Laurie O’Donnell wrote his moving story in October 2017 in the last few weeks of his life.
Laurie O’Donnell was the brother of Vince O’Donnell.
My name is Laurie O’Donnell. I am 65 years of age and three and a half years ago after having neuropathy problems (peripheral nerve damage to hands and feet) and shortness of breath it was suggested that I go to a heart specialist whereupon he conducted stress tests, ECG’s, an ultrasound of my heart, a fat saturation test and finally a biopsy. These tests showed there was fluid around my heart and a thickening of the heart muscles. I was referred to a Hematologist who diagnosed me with Amyloidosis. He advised that there were different types of Amyloidosis and it was very important to ascertain the type I had so it could be treated accordingly. Accordingly a sample of my bone marrow together with blood tests were sent to Sydney with results finally diagnosing Familial Amyloidosis, (ATTRv) mutation Thr60Ala. I believe my strain is the Irish strain.
I have always been an extremely active person involved in surfing, fishing, caravanning tennis fixtures, a very physical employment and active family life always going camping. Within months, I started experiencing symptoms of very low blood pressure, breathlessness and sharp and burning pain in my feet due to the peripheral neuropathy. I tried to keep on with my employment and tried to keep physically active but this was becoming harder and harder and I eventually had to cease my employment, my tennis fixtures and even give up my fishing as I was having trouble trying to pick up my legs to climb the ladder of my boat.
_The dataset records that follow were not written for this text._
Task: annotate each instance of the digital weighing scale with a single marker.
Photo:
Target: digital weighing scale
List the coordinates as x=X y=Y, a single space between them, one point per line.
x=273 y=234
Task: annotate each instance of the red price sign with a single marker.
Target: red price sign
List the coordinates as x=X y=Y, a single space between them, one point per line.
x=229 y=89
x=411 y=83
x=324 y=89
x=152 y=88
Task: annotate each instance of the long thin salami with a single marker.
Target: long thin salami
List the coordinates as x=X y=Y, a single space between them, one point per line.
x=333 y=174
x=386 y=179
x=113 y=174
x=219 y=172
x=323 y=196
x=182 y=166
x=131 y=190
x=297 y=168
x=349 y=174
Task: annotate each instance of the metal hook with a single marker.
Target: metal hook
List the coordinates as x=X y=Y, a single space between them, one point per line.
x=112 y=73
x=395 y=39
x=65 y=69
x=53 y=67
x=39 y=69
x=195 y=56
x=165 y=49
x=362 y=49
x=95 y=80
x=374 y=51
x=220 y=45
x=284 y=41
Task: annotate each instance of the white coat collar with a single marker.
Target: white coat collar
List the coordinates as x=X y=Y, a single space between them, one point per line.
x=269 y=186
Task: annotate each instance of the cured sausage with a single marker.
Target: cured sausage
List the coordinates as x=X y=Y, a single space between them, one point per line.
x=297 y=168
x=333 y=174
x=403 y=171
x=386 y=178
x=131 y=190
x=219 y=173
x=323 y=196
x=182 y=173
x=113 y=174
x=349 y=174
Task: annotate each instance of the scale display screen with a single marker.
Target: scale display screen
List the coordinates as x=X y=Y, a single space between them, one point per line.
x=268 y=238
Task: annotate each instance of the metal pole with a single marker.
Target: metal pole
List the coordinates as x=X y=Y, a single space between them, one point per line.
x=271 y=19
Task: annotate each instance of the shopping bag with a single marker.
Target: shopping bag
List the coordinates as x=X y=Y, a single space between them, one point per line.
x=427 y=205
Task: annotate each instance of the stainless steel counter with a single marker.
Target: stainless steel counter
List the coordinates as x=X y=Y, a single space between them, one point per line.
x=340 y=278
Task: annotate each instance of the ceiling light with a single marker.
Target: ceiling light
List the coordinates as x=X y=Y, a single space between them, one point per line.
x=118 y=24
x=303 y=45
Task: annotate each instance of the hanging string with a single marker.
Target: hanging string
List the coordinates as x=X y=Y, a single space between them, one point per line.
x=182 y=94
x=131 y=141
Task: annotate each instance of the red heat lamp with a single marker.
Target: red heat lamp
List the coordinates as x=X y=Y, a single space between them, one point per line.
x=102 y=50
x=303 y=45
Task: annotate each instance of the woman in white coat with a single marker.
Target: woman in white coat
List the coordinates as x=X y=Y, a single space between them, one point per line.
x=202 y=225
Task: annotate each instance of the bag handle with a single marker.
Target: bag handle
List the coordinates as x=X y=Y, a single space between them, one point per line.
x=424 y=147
I attended the PA Hospital and the head of the Amyloidosis Centre Dr. Peter Mollee discussed options to help or stop this disease from progressing and give me my life back. He advised that my heart had been severely affected by the Amyloidosis so a heart transplant would not be an option nor a liver transplant. Diffusional was suggested as this could slow the progress of the disease. I started on this but within a period of about two to three months tests showed that it was affecting my kidneys so this was ceased.
My wife and I were under the impression that if you were sick there was always some drug that would help but I was being told that my disease was terminal and, for me, maybe there would be some trial in the future that could help. So this became my only hope and over the years my family and I have prayed for this miracle to happen. I have heard of trials being done overseas but still nothing was forthcoming for Australia.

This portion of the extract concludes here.